In [1]:
import numpy as np
import pandas as pd
import matplotlib.pyplot as plt
import scipy.optimize
from pandas_datareader import data as pdr
from scipy.stats import norm,binom,chi2
from scipy.linalg import cholesky
import matplotlib.pyplot as plt 
import datetime as dt
import numpy as np

## OBTAINING THE DATA FROM YAHOO FINANCE

In [2]:
def getData(tickers_list,start,end):
    """inputs: function whose inputs are the list of the ticks for
    the assets we want to include in our portfolio,the start
    and end date of analysis.
    outputs:
     -data: DataFrame of market variables or asset prices
     -returns: DataFrame of the percentage change or returns of the market variable
     -meanReturns: the mean of the returns for each market variable
     -covMatrix: the covariance matrix of the market variables"""
    data=pdr.get_data_yahoo(tickers_list, start, end)['Close']
    data.reset_index(inplace=True)
    dates=data.loc[1:,'Date']
    data.drop(columns=['Date'],inplace=True)
    returns=data.pct_change()
    returns.dropna(inplace=True)
    returns.reset_index(inplace=True, drop=True)
    meanReturns=returns.mean(axis=0)
    covMatrix=returns.cov()

    return data,returns,dates,meanReturns,covMatrix




## VOLATILITY ESTIMATION 

### implementing Garch(1,1) and M-Garch(1,1) 

In [3]:

class Garch1_1:
    """This is a class that calculate GARCH(1,1) optimal parameters c, a, b for a market variable returns and calculate 
    the conditional variances with the optimal parameters """

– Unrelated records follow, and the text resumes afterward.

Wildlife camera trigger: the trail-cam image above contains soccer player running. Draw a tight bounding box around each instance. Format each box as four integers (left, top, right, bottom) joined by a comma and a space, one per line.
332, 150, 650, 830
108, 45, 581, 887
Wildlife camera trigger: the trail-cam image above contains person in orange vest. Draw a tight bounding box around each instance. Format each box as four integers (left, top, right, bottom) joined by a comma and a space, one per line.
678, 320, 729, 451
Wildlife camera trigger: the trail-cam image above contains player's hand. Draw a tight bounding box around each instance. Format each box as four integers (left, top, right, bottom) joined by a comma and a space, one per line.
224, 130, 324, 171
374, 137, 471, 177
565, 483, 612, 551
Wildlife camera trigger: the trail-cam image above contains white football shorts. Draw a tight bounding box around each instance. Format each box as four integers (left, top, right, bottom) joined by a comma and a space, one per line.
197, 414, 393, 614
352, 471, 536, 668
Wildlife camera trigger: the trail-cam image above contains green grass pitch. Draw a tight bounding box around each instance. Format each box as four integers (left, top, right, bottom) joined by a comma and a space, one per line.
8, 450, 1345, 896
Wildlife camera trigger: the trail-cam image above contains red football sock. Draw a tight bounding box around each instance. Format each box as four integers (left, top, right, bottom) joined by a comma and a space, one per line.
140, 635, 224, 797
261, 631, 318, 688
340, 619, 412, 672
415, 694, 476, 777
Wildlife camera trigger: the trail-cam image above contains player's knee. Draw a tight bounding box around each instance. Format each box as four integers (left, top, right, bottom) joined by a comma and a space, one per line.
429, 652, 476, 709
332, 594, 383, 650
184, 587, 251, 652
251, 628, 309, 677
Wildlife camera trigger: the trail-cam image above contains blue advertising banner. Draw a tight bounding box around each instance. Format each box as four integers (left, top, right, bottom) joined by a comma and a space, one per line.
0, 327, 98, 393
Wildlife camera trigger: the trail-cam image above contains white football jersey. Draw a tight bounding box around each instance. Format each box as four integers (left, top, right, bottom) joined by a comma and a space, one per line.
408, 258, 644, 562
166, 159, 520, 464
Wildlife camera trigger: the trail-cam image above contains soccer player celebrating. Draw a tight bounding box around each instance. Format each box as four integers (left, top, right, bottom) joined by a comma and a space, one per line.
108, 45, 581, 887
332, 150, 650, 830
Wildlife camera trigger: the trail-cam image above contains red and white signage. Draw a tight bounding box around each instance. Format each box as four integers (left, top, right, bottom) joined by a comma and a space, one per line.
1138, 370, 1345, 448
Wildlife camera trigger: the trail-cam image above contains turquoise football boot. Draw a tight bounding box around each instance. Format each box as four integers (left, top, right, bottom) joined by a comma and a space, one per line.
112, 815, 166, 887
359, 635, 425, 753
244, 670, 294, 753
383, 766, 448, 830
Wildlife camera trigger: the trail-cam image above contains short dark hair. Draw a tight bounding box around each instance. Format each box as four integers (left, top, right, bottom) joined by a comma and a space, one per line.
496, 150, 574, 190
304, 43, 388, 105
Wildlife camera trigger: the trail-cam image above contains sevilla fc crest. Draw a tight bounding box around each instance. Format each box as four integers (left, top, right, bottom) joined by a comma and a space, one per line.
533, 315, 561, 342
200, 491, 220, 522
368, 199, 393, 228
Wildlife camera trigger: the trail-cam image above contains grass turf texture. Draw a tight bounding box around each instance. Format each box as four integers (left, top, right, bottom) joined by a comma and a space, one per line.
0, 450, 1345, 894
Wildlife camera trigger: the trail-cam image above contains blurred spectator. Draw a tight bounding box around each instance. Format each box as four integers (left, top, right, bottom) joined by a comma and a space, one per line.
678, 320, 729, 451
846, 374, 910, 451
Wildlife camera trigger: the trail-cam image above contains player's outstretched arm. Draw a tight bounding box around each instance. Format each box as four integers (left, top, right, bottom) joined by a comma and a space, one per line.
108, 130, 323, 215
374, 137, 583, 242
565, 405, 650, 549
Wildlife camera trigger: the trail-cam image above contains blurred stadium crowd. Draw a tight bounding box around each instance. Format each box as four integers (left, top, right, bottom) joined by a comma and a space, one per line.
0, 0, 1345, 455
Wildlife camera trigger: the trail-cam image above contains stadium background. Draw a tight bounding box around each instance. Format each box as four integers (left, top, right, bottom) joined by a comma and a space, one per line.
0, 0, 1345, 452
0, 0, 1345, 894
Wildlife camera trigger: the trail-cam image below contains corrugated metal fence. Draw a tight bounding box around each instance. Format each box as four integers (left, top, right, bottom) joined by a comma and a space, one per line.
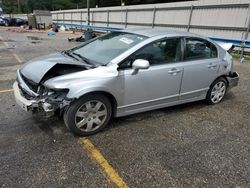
52, 0, 250, 39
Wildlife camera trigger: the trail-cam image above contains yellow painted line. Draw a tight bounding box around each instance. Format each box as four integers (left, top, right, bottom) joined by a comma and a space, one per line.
12, 53, 22, 64
0, 89, 14, 93
79, 138, 128, 188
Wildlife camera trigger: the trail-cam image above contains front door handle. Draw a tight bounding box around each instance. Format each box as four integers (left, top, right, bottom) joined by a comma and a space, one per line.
168, 68, 181, 75
207, 63, 217, 69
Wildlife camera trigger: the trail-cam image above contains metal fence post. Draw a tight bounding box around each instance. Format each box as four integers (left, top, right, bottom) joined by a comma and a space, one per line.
63, 12, 65, 23
152, 7, 156, 28
70, 12, 73, 24
91, 10, 94, 25
107, 10, 109, 27
187, 5, 194, 32
125, 9, 128, 28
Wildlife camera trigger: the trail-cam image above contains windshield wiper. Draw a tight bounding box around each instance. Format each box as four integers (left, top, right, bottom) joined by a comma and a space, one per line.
72, 52, 96, 67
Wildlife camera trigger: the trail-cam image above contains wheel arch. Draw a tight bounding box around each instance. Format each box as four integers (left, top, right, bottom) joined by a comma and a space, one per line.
75, 90, 117, 116
210, 74, 229, 87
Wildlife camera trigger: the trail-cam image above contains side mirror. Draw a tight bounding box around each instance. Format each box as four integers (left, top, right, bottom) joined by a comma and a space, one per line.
132, 59, 150, 75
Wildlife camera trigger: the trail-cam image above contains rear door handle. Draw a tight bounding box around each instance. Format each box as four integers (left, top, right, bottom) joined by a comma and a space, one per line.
207, 63, 217, 69
168, 68, 181, 75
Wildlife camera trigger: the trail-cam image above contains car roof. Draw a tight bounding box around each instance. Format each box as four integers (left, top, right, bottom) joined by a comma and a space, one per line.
122, 28, 205, 38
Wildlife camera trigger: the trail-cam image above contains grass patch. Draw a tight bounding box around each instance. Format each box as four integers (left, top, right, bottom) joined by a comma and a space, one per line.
231, 50, 250, 63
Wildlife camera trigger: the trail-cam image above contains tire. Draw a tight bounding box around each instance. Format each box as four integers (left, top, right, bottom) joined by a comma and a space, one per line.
64, 94, 112, 136
206, 77, 227, 104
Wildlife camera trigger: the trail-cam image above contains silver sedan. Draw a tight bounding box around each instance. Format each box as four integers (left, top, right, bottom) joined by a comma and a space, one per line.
13, 29, 239, 136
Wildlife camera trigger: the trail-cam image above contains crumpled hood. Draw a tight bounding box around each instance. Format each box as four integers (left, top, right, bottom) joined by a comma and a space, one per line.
20, 52, 87, 83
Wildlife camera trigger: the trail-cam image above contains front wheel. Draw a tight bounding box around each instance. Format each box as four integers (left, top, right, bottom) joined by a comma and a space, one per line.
64, 94, 112, 136
206, 78, 227, 104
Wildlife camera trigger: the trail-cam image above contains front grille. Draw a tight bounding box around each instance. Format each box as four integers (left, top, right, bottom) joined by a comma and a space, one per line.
21, 74, 38, 93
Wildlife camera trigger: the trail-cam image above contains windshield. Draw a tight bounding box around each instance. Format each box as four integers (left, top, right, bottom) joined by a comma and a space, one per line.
73, 32, 147, 65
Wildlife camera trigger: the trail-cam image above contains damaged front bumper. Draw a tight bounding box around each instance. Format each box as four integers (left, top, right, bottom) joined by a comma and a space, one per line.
13, 81, 69, 116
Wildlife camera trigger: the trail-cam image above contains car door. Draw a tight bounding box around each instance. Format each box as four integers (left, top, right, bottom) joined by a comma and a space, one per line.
180, 37, 219, 100
119, 38, 183, 114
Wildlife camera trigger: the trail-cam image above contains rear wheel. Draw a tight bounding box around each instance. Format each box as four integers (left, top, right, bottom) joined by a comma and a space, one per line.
64, 94, 112, 136
206, 78, 227, 104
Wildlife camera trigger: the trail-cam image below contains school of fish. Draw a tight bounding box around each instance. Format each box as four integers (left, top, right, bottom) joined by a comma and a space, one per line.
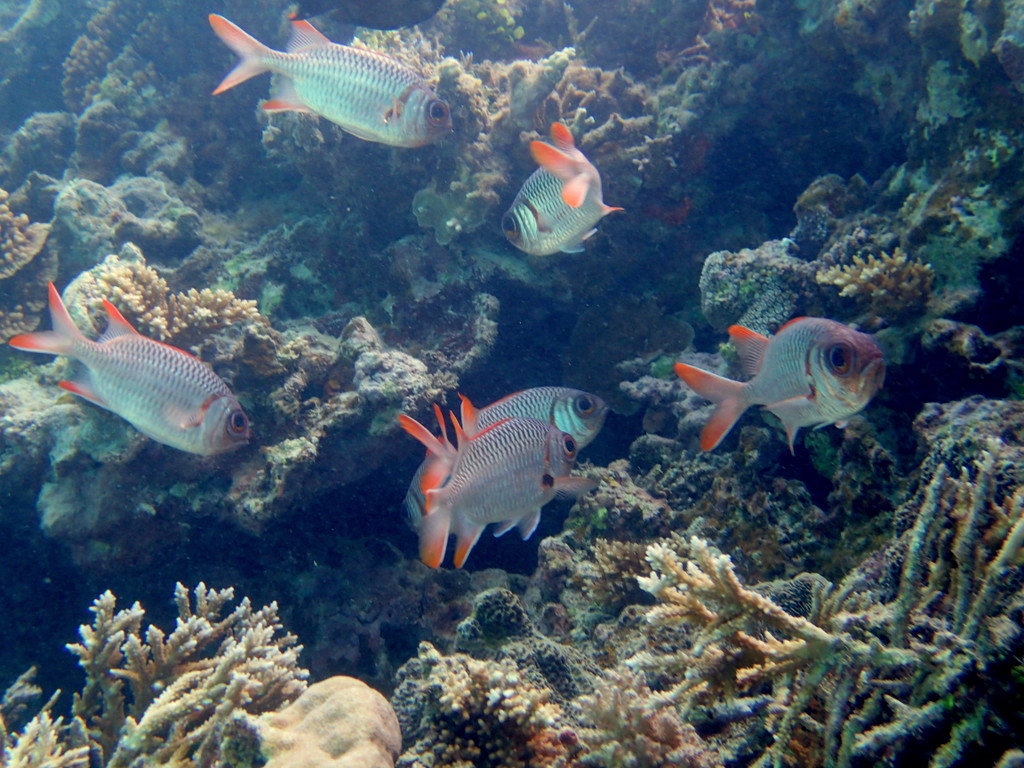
2, 10, 885, 568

    def __init__(self, returns):
        self.returns = np.array(returns)
        self.n=len(self.returns)
        self.params_opt = self.garch_opt()  #extracting the optimal parameters c, a, b
    

    def garch_variance(self, parameters):
        "Returns the variance of a GARCH(1,1) process with the parameters passed"
        
        # specifying parameters
        c = parameters[0]
        a = parameters[1]
        b = parameters[2]

       
        # Initializing an empty array for the varainces in each day
        var_list = np.zeros(self.n)

        # calculating the long-run variance
        Vl=c/(1 - a - b)   
        var_list[0]=Vl
        #calculating variance 
        for i in range(1,self.n):
                var_list[i] = c + a * self.returns[i-1]**2 + b * var_list[i-1]
        return var_list
        
    def garch_loglikelihood(self, parameters):
        " Here we define the log likelihood function to be optimize"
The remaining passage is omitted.